Been aaaages since I updated.
long story, don’t think you all really want to read it. you know how much I ramble on anyway.
– joined a new small group, it’s great! getting to know people who are new to the church, great for establishing new friendships. But still feeling very distant. Please pray for growing friendships.
– settling into church well, thanks to small groups/community groups (CGs), even though I am always tempted to just continue calling it RML for no good reason!!
– got a great opportunity to make use of my art skills; I’ve joined the church flyer making team! Every sermon series we print postcard sized flyers that are easy to give away. We aim to make them attractive, clear, clean cut, and accessible to non-christians. This is so we can invite our friends to church more easily. Such a sweet idea!
– saw a psychiatrist. doing ok. just need a little help with aftercare and management.. all that stuff.
– got a part time job. feeling weird some days.. not just awkward, but as if a part of me is threatening to scream in the back of my head. the dr. said it’s because i’ve shut myself away from things for too long, and my mind would like to keep it that way thank you very much. So when I try and go outside and do things that are good for me, occasionally I have a bit of a scream in the back of my head. So nobody else hears.
– my CG is great, we have a whatsapp group and encourage each other throughout the day, with articles, or thoughts, or questions. Really enjoying the fellowship with my new found brothers and sisters.

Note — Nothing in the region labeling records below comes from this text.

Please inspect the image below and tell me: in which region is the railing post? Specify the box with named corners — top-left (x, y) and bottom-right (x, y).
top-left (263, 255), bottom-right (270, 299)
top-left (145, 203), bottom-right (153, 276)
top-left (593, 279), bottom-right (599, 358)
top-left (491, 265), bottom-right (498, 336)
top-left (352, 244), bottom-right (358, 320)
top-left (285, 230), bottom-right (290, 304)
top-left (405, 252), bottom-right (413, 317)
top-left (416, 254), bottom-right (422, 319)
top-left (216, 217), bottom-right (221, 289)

– I’m trying to reset my sleep and it’s 3AM. not really doing what the psych said when she gave me sleeping pills to help reset the schedule. PANTS. anyway.
– made a new blog: http://afrequentsadness.wordpress.com to share some of my depression doodles. tempted to do more setting up now. But I’m going to be good and sleep. Even though I know I’ll lose the motivation to update the new blog once the new day comes. So maybe this will make me want to try a bit harder. or something. words evade me. i’m not eloquent at all today. Today is a image day. visual day.
feeling less lost in my country.
still very, very lost in the world. bombarded by images and ideas of what the world wants you to be.
and as always, tempted to be worldly. God’s opinion matters the most. Whether Jesus comes back to claim me.. matters the most. That I seek a life to serve God, despite my human reluctance… matters the most.
Sin makes me hate serving God. I’d rather serve myself. That’s sin. God, help me turn back to you.